Etkinlik ve olanaklılık tıpkı dolayımlı ve dolayımsız bilinç gibi birbirlerinden ayırt edilebilir. Bir şeyin [Gegenstand] olanaklı olduğunu düşündüğümde, yalnızca kuvveti etkin olan önceki bilinç halimi tekrarlarım. Bizim için etkinleşmemiş bir düşünülebilir olanaklılık yoktur. Bu yüzden olanaklılık kavramı aklın nesnelerine [Gegenständen der Vernunft] hiçbir şekilde uygulanamaz, zira onlar bilinçte hiçbir zaman olmaları gereken biçimde görünmezler, bu sebeple onlara yalnızca zorunluluk kavramı uygulanabilir. Olanaklılık kavramı anlama yetisinin nesneleri için, etkinlik kavramıysa algının ve görünün nesneleri için geçerlidir.

Varlık – özne ve nesne arasındaki ilişkiyi ifade eder.

Özne ve nesnenin yalnızca parçalı olarak değil tamamen birleşik olduğu yerde – ki bu öyle bir birleşikliktir ki ayrılacak şeyin [getrennt] özüne zarar vermeden yarılma mümkün değildir – ve başka hiçbir yerde olmamak üzere yalnızca bu yerde, entelektüel görünün durumunda da olduğu gibi, tam bir Varlıktan bahsedilebilir.

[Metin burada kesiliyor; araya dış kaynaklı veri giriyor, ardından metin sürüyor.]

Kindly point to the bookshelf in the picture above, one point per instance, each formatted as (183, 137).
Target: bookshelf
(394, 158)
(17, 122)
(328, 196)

Ne var ki bu varlık özdeşlikle karıştırılmamalıdır. Ben benim’ dediğimde, özne (ben) ve nesne (ben), ayrılmanın ayrılacak şeyin özüne zarar vermeden mümkün olmayacağı derecede birleşmiş değildir; aksine, ben yalnızca benliğin benlikten ayrılmasıyla olanaklıdır. Öz-bilinç olmadan nasıl “Ben!” diyebilirim ki? Fakat öz-bilinç denilen şey nasıl olanaklıdır? Tam da kendimi kendimle karşı karşıya getirerek, kendimi kendimden ayırarak; fakat yine de bu ayrıma rağmen ben kendimi karşıtımda aynı şey olarak [als dasselbe] görürüm. Ama ne ölçüde aynı? Sorulabilir bir soru ve ben de bu soruyu sormalıyım, zira bir açıdan da o [yani ben] kendi kendine karşıttır. Öyleyse, özdeşlik nesnenin ve öznenin birliğinin yalın bir biçimde oluşumu değildir, öyleyse özdeşlik = mutlak varlık değildir.

Kaynak: Friedrich Hölderlin: Sämtliche Werke. 6 Bände, Band 4, Stuttgart 1962, S. 226-228.

Entstanden vermutlich 1795. Erstdruck in: Sämtliche Werke, hg. v. F. Beissner, Stuttgart 1962.
Orijinal metne online erişim: http://www.zeno.org/nid/20005106338

 


[1]Teilung ve Urteil kelimeleri parça, bir bütünün bir kesimi anlamlarına gelen Teil kelimesinden türetilmişlerdir. Urteil kelimesini Türkçeye bu parçalanmayı da göz önünde bulunduran Yargı kelimesiyle çevirmeyi tercih ettiğimizde Teilung’u da çok uzaklara gitmeden yarılma olarak çevirmenin uygun olabileceğini düşündüm. Fakat burada sözü geçen yarılmayı psikanalitik jargonun Spaltung’uyla karıştırmamak gerekir.